С психологической точки зрения вполне понятно, что искателю редких документов, совершившему за ними отдаленнейшее путешествие с огромными затратами собственного времени и нередко чужих средств, почти немыслимо, если он не герой добродетели, вернуться домой ни с чем, особенно когда головы соотечественников, как и его самого при начале путешествия, были переполнены фантазиями насчет груд древних обломков и всяких клинописных надписей, валяющихся там чуть ли не на каждом шагу. Да и кто поверит, если возвратившись, он объявит, что там их еще меньше, чем у него на родине, где тоже можно копать землю в разных местах целую жизнь и все-таки не найти ничего особенно сенсационного? Соблазн подделать с отчаянья что-нибудь тут почти непреодолим. Вот почему и надо строго отличать ученого историка от коллектора сырых исторических материалов. Это две совершенно разные категории людей и каждая категория совершенно различной психической закалки. Коллекторы всегда склонны к авантюризму, и при случае не прочь мистифицировать, а вторые, особенно очень узкие специалисты, которым трудно сделать широкие обобщения, часто слишком доверчивы, тем более, что история, как серьезная наука, ищущая в кажущемся хаосе исторических явлений естественной причинности и эволюционной закономерности, возникла лишь со времени выхода в 1858 году гениальной книги Томаса Бокля «История цивилизации в Англии». Правда, что первые попытки этого рода были сделаны еще Вольтером в половине XIX века и отчасти Огюстом Контом в первой половине XIX века.
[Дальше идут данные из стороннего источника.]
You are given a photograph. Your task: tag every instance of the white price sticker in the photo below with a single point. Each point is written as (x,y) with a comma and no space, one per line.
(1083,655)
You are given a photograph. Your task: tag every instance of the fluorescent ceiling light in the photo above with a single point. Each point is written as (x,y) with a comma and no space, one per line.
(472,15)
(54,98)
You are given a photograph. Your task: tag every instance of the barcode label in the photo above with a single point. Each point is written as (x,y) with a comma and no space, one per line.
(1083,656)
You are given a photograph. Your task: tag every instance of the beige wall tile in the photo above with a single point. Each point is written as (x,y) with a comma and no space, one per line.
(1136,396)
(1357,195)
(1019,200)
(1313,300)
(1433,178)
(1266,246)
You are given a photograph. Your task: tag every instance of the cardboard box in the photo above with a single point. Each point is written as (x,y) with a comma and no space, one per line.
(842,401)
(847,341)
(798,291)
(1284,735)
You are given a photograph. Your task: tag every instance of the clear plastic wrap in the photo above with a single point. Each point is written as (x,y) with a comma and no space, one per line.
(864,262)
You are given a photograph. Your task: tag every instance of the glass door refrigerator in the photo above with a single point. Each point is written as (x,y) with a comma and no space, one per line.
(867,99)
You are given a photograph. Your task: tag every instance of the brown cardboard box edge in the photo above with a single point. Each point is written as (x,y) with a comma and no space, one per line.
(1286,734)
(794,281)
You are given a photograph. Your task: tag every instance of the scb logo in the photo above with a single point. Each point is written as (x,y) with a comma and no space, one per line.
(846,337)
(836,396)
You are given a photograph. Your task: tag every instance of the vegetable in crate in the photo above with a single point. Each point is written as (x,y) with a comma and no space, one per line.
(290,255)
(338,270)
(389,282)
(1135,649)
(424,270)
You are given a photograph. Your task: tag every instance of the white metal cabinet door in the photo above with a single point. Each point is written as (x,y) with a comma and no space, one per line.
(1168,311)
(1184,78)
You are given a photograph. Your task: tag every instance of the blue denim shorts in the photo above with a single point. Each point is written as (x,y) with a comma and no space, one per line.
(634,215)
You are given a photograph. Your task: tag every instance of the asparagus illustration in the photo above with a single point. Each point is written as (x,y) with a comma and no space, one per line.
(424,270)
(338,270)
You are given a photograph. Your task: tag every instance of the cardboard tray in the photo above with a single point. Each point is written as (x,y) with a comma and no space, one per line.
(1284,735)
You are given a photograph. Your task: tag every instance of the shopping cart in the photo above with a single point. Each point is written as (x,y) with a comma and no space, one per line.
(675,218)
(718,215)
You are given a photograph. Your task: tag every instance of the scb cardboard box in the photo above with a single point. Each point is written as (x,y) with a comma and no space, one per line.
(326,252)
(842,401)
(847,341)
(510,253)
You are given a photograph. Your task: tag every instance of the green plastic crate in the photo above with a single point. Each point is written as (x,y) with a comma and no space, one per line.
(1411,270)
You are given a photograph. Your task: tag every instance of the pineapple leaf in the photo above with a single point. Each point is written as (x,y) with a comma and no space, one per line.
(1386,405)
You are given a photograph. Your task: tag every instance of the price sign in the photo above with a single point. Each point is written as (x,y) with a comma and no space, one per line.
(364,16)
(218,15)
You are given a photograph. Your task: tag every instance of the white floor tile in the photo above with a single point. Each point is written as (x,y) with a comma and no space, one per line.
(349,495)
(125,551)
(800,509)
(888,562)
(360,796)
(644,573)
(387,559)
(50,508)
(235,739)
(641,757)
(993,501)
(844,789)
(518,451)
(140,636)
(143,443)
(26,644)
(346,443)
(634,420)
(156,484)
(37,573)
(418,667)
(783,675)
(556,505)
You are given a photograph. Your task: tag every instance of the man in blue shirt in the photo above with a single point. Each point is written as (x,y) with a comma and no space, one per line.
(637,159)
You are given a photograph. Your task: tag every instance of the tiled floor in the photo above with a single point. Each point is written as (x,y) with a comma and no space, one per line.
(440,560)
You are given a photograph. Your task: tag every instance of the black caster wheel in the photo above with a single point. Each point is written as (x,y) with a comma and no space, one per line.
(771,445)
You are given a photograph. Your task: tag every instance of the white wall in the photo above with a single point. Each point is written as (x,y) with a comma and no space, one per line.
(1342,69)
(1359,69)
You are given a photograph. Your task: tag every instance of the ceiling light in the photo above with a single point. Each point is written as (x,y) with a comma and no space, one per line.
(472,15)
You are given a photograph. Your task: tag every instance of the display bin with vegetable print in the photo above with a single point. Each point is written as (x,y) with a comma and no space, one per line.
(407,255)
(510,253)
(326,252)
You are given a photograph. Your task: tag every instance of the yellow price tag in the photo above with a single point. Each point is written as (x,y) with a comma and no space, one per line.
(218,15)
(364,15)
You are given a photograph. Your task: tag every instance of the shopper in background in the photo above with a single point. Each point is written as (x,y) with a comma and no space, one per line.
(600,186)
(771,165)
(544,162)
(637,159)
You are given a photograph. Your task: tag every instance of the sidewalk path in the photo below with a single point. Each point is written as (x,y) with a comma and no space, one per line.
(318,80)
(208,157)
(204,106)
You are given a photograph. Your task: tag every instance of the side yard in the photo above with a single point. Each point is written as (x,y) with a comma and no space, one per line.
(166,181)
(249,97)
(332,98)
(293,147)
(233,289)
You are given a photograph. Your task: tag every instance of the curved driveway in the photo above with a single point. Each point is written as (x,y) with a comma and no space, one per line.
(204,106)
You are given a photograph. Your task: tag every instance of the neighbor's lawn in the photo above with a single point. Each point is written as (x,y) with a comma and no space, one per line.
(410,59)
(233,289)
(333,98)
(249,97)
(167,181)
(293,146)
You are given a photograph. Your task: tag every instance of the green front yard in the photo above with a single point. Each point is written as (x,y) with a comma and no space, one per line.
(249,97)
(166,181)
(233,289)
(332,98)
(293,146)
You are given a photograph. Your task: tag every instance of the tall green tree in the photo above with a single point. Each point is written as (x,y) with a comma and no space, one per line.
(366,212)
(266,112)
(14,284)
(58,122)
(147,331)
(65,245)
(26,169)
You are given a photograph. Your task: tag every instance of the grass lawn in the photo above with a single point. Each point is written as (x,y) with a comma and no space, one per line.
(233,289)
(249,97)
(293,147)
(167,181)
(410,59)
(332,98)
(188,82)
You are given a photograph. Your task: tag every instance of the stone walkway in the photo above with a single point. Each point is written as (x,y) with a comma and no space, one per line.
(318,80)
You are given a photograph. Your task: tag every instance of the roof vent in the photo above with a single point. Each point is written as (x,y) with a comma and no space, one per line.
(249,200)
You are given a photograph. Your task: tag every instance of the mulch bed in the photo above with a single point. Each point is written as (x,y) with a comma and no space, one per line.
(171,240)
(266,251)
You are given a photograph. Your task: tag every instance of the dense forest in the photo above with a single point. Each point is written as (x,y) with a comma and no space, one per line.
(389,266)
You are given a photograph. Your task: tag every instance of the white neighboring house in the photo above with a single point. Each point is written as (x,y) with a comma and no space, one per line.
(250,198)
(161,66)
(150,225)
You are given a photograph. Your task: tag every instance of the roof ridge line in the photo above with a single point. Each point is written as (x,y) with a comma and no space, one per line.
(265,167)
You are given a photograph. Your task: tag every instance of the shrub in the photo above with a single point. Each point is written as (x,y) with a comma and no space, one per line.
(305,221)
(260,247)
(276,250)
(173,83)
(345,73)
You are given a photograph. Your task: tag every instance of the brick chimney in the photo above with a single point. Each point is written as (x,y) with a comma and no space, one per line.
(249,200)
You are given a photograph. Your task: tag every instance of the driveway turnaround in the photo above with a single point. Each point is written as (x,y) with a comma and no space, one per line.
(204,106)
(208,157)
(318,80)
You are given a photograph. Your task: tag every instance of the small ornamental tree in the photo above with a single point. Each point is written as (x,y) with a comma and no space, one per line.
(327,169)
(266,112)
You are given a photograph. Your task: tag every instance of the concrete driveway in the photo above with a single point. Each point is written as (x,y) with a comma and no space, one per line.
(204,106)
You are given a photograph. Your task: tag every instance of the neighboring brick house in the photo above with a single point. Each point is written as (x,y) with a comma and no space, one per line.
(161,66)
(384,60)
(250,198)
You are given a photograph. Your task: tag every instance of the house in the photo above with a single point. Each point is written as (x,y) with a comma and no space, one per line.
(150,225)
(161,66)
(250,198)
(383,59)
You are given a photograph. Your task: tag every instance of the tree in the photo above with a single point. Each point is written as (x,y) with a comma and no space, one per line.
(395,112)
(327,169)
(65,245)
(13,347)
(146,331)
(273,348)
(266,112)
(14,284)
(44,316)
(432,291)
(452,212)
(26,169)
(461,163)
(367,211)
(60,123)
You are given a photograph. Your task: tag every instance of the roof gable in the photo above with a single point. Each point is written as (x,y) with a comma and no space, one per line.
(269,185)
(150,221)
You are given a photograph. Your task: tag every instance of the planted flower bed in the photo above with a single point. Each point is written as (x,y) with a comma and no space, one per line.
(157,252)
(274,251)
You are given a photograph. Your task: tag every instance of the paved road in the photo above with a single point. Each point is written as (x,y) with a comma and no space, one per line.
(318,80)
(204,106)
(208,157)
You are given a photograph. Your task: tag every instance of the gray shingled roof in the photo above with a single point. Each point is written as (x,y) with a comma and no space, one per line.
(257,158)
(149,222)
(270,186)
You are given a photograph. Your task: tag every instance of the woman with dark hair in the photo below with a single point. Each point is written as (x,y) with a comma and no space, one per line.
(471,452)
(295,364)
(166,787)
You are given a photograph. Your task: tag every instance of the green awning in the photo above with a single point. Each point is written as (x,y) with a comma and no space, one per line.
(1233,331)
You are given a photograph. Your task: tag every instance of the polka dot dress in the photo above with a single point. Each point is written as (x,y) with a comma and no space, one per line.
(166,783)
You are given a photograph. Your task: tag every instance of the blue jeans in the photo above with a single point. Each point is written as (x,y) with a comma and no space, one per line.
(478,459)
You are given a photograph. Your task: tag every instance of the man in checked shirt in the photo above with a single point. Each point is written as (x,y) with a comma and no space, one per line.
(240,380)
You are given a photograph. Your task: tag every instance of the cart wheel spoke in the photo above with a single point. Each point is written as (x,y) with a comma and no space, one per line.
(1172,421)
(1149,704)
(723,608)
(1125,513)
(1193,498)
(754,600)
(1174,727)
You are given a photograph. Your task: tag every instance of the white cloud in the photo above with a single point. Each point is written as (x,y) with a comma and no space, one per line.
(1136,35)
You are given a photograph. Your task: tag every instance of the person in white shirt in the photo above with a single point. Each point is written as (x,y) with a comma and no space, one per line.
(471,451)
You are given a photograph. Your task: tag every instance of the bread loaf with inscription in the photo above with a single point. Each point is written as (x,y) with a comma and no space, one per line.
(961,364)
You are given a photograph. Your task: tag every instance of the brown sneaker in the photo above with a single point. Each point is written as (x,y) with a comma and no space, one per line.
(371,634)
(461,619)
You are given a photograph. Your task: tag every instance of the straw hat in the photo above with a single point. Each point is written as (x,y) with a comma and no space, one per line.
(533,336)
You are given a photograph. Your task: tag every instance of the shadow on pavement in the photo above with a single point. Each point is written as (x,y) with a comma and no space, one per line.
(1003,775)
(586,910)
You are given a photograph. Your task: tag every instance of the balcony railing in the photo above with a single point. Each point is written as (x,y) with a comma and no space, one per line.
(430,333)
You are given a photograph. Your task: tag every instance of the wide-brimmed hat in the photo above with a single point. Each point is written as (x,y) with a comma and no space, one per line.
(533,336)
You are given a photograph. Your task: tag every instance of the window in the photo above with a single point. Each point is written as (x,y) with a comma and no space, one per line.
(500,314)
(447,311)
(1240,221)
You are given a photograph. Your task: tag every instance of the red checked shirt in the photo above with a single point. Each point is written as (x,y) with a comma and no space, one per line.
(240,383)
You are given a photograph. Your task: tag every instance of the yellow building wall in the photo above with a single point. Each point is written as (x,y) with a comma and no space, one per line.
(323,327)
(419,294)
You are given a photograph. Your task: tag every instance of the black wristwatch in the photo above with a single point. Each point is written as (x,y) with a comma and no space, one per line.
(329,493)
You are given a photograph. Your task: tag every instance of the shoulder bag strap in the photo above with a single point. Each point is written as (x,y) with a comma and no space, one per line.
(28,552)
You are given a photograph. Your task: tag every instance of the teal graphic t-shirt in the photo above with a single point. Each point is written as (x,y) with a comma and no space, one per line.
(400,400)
Но Бокль впервые стал на естественно-научную и фактическую почву, а потому и реальную «историческую науку» приходится начинать только с него, и это мое исследование только надстройка заложенного Боклем фундамента.

Научная история начинается только с Бокля, а все, что было до него под названием «Всемирных историй», только рассортированный по векам (да и то с грубыми ошибками) материал для научной истории человечества.

Глава II

Несколько общих замечаний

У лукоморья дуб зеленый,

Златая цепь на дубе том.

И днем и ночью кот ученый

Все ходит по цепи кругом.

Идет направо — песнь заводит,

Налево — сказку говорит.

Там чудеса, там леший бродит,

Русалка на ветвях сидит.

Там на неведомых дорожках

Следы невиданных зверей;

Избушка там на курьих ножках

Стоит без окон, без дверей.

Там лес и дол видений полны.

Там на заре прихлынут волны

На брег песчаный и пустой —

И тридцать витязей прекрасных

Тотчас из волн выходят ясных

И с ними дядька их морской…

И там я был, и мед я пил,

У моря видел дуб зеленый,

Под ним сидел, и кот ученый

Свои мне сказки говорил…

Это предисловие Пушкина к его поэме «Руслан и Людмила» давно следовало бы поставить эпиграфом ко всей нашей древней истории, так как при систематических поисках первоисточников ее действительно старинных сообщений, мы в окончательном результате всегда добираемся до «ученого кота», и тут наши поиски приостанавливаются. А содержание первичного кошачьего рассказа всегда бывает, как и в поэме Пушкина, и с русалками на ветвях, и с тридцатью морскими богатырями, которых насильно приходится отлуплять от остальной более правдоподобной части сообщения. Но ведь и из «Руслана и Людмилы» Пушкина можно сделать исторических личностей, выбросив из нее все куплеты с неправдоподобными сообщениями и оставив лишь одно правдоподобное. Чем, например, не исторично самое начало этой поэмы?

Дела давно минувших дней,

Преданья старины глубокой:

С друзьями в гриднице высокой

Владимир Солнце пировал.

Меньшую дочь он выдавал

За князя храброго Руслана,

И мед из тяжкого стакана

За их здоровье выпивал.

Не скоро ели предки наши,

Не скоро двигались кругом

Ковши, серебряные чаши

С кипящим пивом и вином.

Они веселье в сердце лили,

Шипела пена по краям,

Их важно чашники носили

И низко кланялись гостям.

Чем же это не исторично? Тут даже есть и описание быта очень правдоподобное, и не менее правдоподобны все описываемые события, как только мы исключим из них чудесные эпизоды и допустим, что похититель Людмилы Черномор только по легковерию автора принят за волшебника, а в действительности был печенегским царем с берегов Черного моря. Даже и время описываемых событий мы легко определим: они были между 938 и 1015 годами нашей эры. Ошибки тут быть не может, даже и на несколько лет: так хорошо считается известным время пребывания Владимира в Киеве.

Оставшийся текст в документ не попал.